Spannend, clever und mitreißend bis zur letzten Seite
A Good Girl’s Guide to MurderIch muss ehrlich sagen: Ich bin eigentlich Team Fantasy – aber „A Good Girl’s Guide to Murder“ hat mich komplett abgeholt. Der Einstieg war direkt spannend und ich wollte sofort wissen, wie sich alles ...

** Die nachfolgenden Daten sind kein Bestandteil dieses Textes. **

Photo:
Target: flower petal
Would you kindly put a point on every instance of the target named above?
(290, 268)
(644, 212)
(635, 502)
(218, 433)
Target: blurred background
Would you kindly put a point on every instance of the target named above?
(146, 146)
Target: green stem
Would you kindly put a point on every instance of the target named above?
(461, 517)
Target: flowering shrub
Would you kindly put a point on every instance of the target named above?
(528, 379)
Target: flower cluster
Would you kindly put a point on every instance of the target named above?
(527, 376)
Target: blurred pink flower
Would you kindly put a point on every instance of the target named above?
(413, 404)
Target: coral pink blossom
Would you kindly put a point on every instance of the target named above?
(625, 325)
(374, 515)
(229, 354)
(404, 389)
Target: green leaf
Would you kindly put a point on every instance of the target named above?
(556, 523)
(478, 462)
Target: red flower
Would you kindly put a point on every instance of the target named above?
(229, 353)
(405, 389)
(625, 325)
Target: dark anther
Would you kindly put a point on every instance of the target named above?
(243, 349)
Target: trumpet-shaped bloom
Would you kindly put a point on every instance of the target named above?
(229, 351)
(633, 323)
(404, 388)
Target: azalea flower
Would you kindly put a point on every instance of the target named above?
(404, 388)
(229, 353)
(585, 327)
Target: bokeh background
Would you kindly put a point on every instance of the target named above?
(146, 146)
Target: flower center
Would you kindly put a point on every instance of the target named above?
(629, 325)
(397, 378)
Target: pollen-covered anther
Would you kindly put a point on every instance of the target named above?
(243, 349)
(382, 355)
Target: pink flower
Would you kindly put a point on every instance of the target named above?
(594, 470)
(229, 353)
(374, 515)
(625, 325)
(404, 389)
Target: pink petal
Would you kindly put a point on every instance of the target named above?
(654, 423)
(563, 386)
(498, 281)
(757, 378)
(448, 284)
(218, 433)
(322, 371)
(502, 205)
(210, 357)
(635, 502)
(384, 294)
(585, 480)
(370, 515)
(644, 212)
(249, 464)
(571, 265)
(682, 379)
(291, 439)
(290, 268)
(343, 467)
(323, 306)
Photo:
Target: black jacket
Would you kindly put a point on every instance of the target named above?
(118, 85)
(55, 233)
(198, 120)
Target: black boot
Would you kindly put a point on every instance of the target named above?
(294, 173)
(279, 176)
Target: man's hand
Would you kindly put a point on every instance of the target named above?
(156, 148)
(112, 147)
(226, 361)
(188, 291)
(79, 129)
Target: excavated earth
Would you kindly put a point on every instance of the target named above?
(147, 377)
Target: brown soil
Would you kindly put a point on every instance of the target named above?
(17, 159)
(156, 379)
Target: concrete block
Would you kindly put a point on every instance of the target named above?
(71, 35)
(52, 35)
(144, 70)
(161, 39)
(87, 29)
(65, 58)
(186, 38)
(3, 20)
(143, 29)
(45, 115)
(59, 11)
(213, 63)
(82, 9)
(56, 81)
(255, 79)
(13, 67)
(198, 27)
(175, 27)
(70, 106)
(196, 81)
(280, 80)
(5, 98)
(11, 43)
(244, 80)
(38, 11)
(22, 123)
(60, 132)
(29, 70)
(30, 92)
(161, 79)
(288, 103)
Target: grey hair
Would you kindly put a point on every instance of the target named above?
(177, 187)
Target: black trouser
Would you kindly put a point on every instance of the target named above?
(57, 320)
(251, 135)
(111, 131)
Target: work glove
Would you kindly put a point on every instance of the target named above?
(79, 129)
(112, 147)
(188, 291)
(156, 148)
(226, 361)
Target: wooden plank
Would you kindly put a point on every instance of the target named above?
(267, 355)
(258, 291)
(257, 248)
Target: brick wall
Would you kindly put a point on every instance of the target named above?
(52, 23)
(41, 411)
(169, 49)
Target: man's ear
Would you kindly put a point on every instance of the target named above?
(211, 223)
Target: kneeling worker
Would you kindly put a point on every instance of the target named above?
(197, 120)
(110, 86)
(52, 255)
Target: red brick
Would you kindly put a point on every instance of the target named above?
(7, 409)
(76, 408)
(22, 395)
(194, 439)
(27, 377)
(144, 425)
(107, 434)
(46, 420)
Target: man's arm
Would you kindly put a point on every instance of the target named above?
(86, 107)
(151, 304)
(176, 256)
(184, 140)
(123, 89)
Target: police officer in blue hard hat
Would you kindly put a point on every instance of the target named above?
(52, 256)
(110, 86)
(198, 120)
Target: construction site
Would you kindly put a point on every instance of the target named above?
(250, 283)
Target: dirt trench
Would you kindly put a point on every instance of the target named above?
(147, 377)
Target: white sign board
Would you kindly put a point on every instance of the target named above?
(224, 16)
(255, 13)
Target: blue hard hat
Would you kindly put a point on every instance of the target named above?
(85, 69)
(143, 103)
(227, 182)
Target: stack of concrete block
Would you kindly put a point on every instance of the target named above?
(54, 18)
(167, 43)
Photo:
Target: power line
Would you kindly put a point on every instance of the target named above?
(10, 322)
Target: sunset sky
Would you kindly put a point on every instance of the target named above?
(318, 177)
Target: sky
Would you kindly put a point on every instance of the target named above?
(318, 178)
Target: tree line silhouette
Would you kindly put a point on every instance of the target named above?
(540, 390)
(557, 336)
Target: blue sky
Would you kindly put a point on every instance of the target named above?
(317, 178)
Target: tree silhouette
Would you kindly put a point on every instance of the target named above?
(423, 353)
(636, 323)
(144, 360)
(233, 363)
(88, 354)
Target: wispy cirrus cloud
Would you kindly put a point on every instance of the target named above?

Ich muss ehrlich sagen: Ich bin eigentlich Team Fantasy – aber „A Good Girl’s Guide to Murder“ hat mich komplett abgeholt. Der Einstieg war direkt spannend und ich wollte sofort wissen, wie sich alles entwickelt. Schon nach den ersten Seiten war klar: Dieses Buch ist kein 08/15-Jugendthriller.
Zur Handlung
Pippa – oder besser gesagt Pip – rollt für ein Schulprojekt einen alten, längst abgeschlossenen Mordfall neu auf. Und obwohl man denkt, man wisse, wie die Sache ausgeht, spürt man sofort: Hier stimmt was nicht. Die Idee, einen Kriminalfall aus der Perspektive einer Schülerin zu erzählen, die sich mit echter Hartnäckigkeit durch alte Spuren, neue Hinweise und Verstrickungen kämpft, ist einfach genial umgesetzt. Dass man als Leser*in direkt Einblicke in ihre Notizen, Transkripte und Gedanken bekommt, macht die Geschichte noch realistischer. Ich habe beim Lesen wirklich mitgerätselt und mich oft dabei ertappt, wie ich meine eigene „Verdächtigenliste“ im Kopf erstellt habe.
Erzählstil & Aufbau
Holly Jackson schreibt so, dass man einfach dranbleiben muss. Ihr Stil ist schnörkellos, aber voller Energie – mit genau der richtigen Portion Humor und Tiefgang. Besonders die Einbindung der Interviewauszüge, Fallnotizen und Zeitungsartikel haben das Ganze wie ein True-Crime-Podcast in Buchform wirken lassen. Das macht richtig Spaß beim Lesen und sorgt dafür, dass man sich wie ein Teil der Ermittlung fühlt
.
Charaktere
Pip war mir direkt sympathisch. Sie ist ehrgeizig, klug, neugierig – und dabei trotzdem total authentisch. Ich fand es sehr erfrischend, wie sie mit ihrer eigenen Unsicherheit umgeht und trotzdem so zielstrebig bleibt. Besonders mochte ich ihre Dynamik mit Ravi, dem Bruder des angeblichen Täters. Die Chemie zwischen den beiden ist toll geschrieben – kein kitschiges Liebesdrama, sondern echtes Vertrauen, das langsam wächst. Auch die Nebenfiguren sind glaubwürdig gezeichnet, manche mochte ich sofort, andere... na ja. Ich sag nur: Jeder war bei mir einmal verdächtig.
Spannung & Atmosphäre
Die Spannung ist über das ganze Buch hinweg präsent. Klar, es gibt ruhigere Momente – aber genau das fand ich gut. Man bekommt immer wieder Zeit zum Mitdenken und Reflektieren, bevor es zur nächsten Wendung geht. Und davon gibt es einige! Manche hatte ich so gar nicht kommen sehen, andere hatte ich leise im Hinterkopf – aber selbst da war die Auflösung so clever inszeniert, dass ich mehrfach überrascht wurde. Besonders stark fand ich das Ende: überraschend, aber logisch. Und vor allem zufriedenstellend.
Cover & Gesamteindruck
Das Cover ist schlicht, aber auffällig – es hat mich sofort neugierig gemacht, weil es irgendwie nach etwas Düsterem klingt, aber trotzdem modern wirkt. Rückblickend passt es perfekt zur Geschichte: klar, spannend und mit Tiefgang.
Mein Fazit:
Ich verstehe jetzt absolut, warum dieses Buch (und die Reihe insgesamt) so gehypt wird. Für mich war „A Good Girl’s Guide to Murder“ eine echte Überraschung – spannend, clever aufgebaut und mit einer Protagonistin, die man einfach gernhaben muss.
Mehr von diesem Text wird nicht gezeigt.